Thursday, June 24, 2010

Dig We Must

The skill of writing is to create a context in which other people can think.

Edwin Schlossberg
Anyone who is looking for quick and easy answers to the paradox of life is in for a shock. Look to a favorite book to tell you what to think and you're looking for trouble. Among the philosophers that I enjoy reading are Nietzsche, Hegel and Heidegger. Those are men with strong opinions strongly and clearly stated. What's difficult is following the thinking processes that brought them to their opinions. Nietzsche stated that the purpose of philosophy is not to tell you what to think but to get youto think for yourself. A good philosophy teacher would point out the observations, logic and finger posts of a philosophers thought and ask if there is a fault line running through it. He would ask if you agree or disagree, and if so, in either case, why?

It isn't necessary for everyone in the world to be a philosopher or even a reader of philosophy as I am (a nutcase if there ever was one). But it is necessary for people to think. I've written about this topic so often that I'm bored with it, as you also probably are. I have a quote here someplace that I might use someday which says that the reason people get lost in thought is because it's unfamiliar territory.

The sad thing is that there is no result of honest applied thought available on most of our TV and radio programs, from news reporters, politicians and preachers, tal;k show hosts. No one is entertained by mindfulness.

Great music is a glamorized experience of original deep thinking. Listen carefully and find your way through Debussy's La Mer, You can't do it on one hearing. Only a genius can do that.

Why is thinking like digging in the back yard? Because you might be surprised at what you find there. Carefully study Da Vinci's Last Supper. Forget for a time it's religious significations and look through it with an open mind. Can you find the knife?

Read any Shakespearian play. The story, the characters and Shakespeare's own amazing intellect are so completely bound harmoniously together that it is easy to miss the profound wisdom as it flashes by.

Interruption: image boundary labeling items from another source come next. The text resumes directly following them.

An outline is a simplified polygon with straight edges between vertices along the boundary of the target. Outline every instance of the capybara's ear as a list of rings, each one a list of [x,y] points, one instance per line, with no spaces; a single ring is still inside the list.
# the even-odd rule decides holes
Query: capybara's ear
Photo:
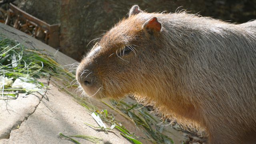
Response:
[[[141,12],[141,10],[140,9],[140,7],[137,5],[132,6],[132,8],[130,10],[129,13],[129,17],[132,15],[137,14]]]
[[[162,24],[157,20],[157,18],[154,17],[146,22],[142,26],[142,28],[146,31],[149,31],[150,32],[153,32],[154,34],[156,34],[160,32],[162,28]]]

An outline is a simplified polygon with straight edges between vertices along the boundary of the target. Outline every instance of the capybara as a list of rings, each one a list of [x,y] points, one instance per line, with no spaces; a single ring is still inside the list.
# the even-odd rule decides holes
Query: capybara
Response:
[[[256,143],[256,20],[235,24],[135,5],[76,72],[89,97],[132,94],[205,130],[210,144]]]

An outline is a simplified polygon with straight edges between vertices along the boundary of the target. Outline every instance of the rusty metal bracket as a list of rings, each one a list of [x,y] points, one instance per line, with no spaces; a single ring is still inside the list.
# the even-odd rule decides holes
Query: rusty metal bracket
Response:
[[[17,16],[17,23],[19,20],[22,20],[26,22],[26,24],[29,24],[34,26],[36,27],[36,34],[34,34],[34,36],[35,37],[36,37],[36,32],[38,29],[43,30],[46,34],[45,43],[53,48],[60,47],[59,24],[49,24],[20,10],[12,3],[10,3],[10,5],[13,13]],[[19,26],[15,25],[15,28],[18,29]]]

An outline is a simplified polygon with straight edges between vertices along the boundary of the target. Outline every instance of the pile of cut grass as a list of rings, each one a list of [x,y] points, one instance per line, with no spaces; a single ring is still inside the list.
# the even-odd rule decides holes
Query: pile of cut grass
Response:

My life changed considerably one day when I discovered that not only was I opinionated but that there was so little thought that supported my opinions. Facts are one thing, ideas are something else. Most people want to just deal in facts and leave the ideas alone. "Just the facts, ma'am." They want to know the what and the how but not the why.

The amazing thing is that there is an infinitetude of ideas, music, poetry, art, inventions, systems, philosophies, programs and solutions still existing in the mind waiting to be discovered. Writers write to lead us, through the inadequacy of words, to the places where those discoveries can be made. A good writer provides the back yard and the shovel.

DB - The Vagabond
(This is not a contest.)

Who are the 2 (two) most important people alive today? Why?

3 responses so far.

Thank you.


Valerie said...

I love these lines:
"Writers write to lead us, through the inadequacy of words, to the places where those discoveries can be made. A good writer provides the back yard and the shovel." True, true. Love, Val xox

Big Mark 243 said...

I am going to have to disagree with you regarding what you said about 'the facts'. I think that Joe Friday's logic was not unlike that of a zen master.

The facts are the guides to help negotiate the space. You find more than the answer as you work through to the conclusion and your body of knowledge increases. Having amassed so much knowledge, the recognition that something exists in the falling of an apple is what lets a master see what is in the nothingness.

Bucko (a.k.a., Ken) said...

Ideas are wonderous, big things, which need nothing more than a thought. However, facts are what ground us. We need both, but I am more of a factual person.